When I was little, I would catch lightening bugs by putting them into a jar. I would chase around with a jar, expecting them to continue to want to light up when they were encased in glass. I would rap on the glass and shake the jar, but for the life of me, I wouldn’t be able to get them to glow again. I haven’t chased lightening bugs in forever, but I’d imagine they’re just as delightful to enjoy while sitting in a chair and drinking sweet tea; I bet one would happily fly over to me, should I let it be.
In ‘Under the Tuscan Sun’, the lead protagonist in the story is recalling a time when she was a small child, and she’d spend all day in a field, searching for lady bugs. She’d search and search, but it was fruitless. Then, one day, tuckered out from walking up and down the garden rows for hours, she falls asleep! When she wakes up, there were ladybugs all over her. ‘Happiness comes when you least expect it’, it’s interesting; it’s also a way to deal with life’s low points.
What about oxygen?! So necessary to some things; so devastating to others; like that, sometimes, we’re in need of a little air, like the times we’re expecting something and it doesn’t work out, letting loose and shaking it off, stepping into a garden patch for a minute, and admiring the shrubs can help loosen the ties of the weary world.
Flame flickers when wind blows over it; it struggles, but can withstand the blow. However, if you cover that same flame with a glass, it fails to flicker, and dies with lack of oxygen but, you can let the light in without suffocating it.
Couldn’t we see ourselves in these flames, or flowers, or the girl, hunting for ladybugs, or the girls, loving a dog a little too tight? In the case of the Little Prince, the boy’s flower needed someone to take care of her, because that’s how she felt love, but really, he admired the strength of the roses in the field, so strongly persevering in all elements. Love isn’t weak, it gets stronger as we give it space, to grow, to learn, to challenge itself to stand on its own. Parents have to learn to let children cry, pet owners to let their goldens play well with others, and moms to wean the child from their breast.

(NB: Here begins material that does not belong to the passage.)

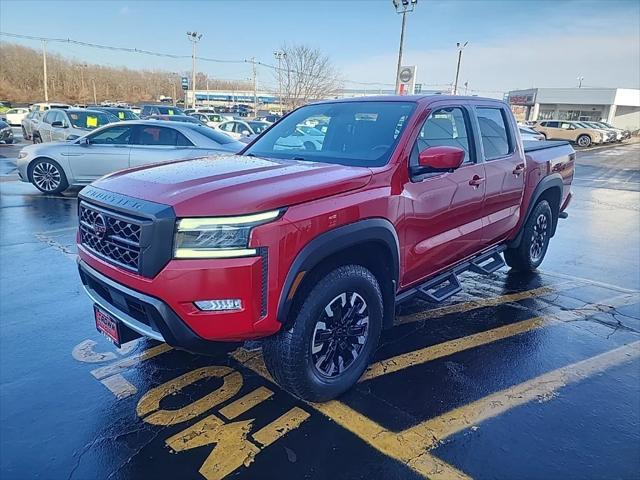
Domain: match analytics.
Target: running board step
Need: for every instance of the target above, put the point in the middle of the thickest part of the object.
(487, 263)
(440, 288)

Sacred space is sacred for a reason. Whenever you’re unsure of how to hold onto something, let it go, and allow it to come back to you in another, more magical, way. When we allow oxygen to occupy the space we’ve worked so hard to free up, we’re brighter, more consumed with a combination of elements, and not feeling suffocated, or insecure.
It’s weird how you can feel space and love; it’s magical, an emotional burden lifted, or vacancies that slowly let in new growth. A disposition sunnier, eyes made happier, trees grow taller; basic elemental progress, it keeps timing flowing and crisp leaves falling and ice cubes melting, things happen but we do, too. We’ll probably always have to let something, or someone, go in order to make something new, and greater, come into its place; kinda peachy, right?
(Just please forget that I very much sweetly wear my heart on my sleeve, sometimes I cry when I’m happy, but more often than not, my doctrine is friendship, loyalty, and love.)